# FSDS24 - Week 1, Lab 3: Merging and reshaping data

In this lab, we will be including two files from the Movie Stack Exchange. The original `'movie_stack_df.feather"`, but now also `'movie_stack_df_users.feather'`. Depending on your choice of approach to questions 1-3 you may not need the Users database. Both should be available on Canvas.

To remind, you can see the schema for this data at the following URL: 
https://meta.stackexchange.com/questions/2677/database-schema-documentation-for-the-public-data-dump-and-sede

This lab will also be the first formative exercise to be submitted for feedback. The details about the deadline will be in the 'assignment' on Canvas. Provisionally, this is due on Wednesday at 5pm. This allows for multiple sessions with the TAs in order to explore and understand your answer to this question. 

In this lab you will want to merge the posts data in with users data in such a way that you will be able to make some statements about the users that you would not be able to otherwise. Depending on your skill set with managing data, you may want to scale your ambitions accordingly. However, you should be able with some assistance from the web, chat agents, and your peers to draft your own code in order to make some meaningful claims.  

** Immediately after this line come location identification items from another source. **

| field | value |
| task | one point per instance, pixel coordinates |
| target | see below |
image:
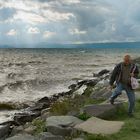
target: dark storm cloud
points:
(6, 13)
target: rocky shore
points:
(67, 115)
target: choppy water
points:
(29, 74)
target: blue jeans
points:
(130, 95)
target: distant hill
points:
(86, 45)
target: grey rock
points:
(4, 130)
(48, 136)
(21, 137)
(101, 110)
(98, 126)
(17, 130)
(22, 118)
(62, 125)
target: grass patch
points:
(83, 116)
(5, 106)
(70, 104)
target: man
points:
(122, 74)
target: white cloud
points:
(52, 15)
(31, 18)
(48, 34)
(76, 31)
(12, 32)
(33, 30)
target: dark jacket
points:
(117, 73)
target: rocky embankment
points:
(37, 122)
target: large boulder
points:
(101, 73)
(22, 118)
(48, 136)
(101, 110)
(4, 130)
(62, 125)
(98, 126)
(21, 137)
(81, 90)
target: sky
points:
(69, 21)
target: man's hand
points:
(111, 87)
(132, 74)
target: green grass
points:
(130, 131)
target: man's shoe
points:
(111, 101)
(131, 115)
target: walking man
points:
(122, 74)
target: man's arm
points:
(114, 74)
(136, 72)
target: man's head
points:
(127, 59)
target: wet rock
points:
(92, 82)
(62, 125)
(22, 118)
(21, 137)
(4, 130)
(44, 100)
(30, 129)
(98, 126)
(48, 136)
(101, 110)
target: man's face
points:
(127, 59)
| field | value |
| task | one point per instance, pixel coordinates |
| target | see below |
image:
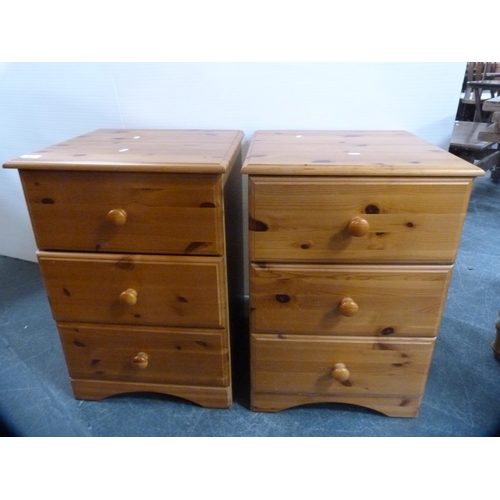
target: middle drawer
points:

For this exercise you will want to display skills in merging, filtering, and aggregation as well as give due regard to operationalisation. We will introduce time series data next week so we should try to consider approaches that do not rely heavily on time series operations. That said, you should be able to filter the data by datetime with little difficulty should you want to explore relationships over time. 

# Exercise 1. Considering units of analysis: Posts vs Users 

In the posts table, each post is a unit of analysis; i.e. a row in our data. Yet, the posts were made by user accounts. We can ask questions of both, either independently or together, where appropriate. In this first exercise we want you to describe a research question that focuses on specific units of analysis.

**First** construct a research question (that can be considered with this data) where our unit of analysis is the post. 

Some examples: 
- Comparative: Which is longer: a post or an answer?  
- Correlational: Do posts with more words lead to answers with more words? 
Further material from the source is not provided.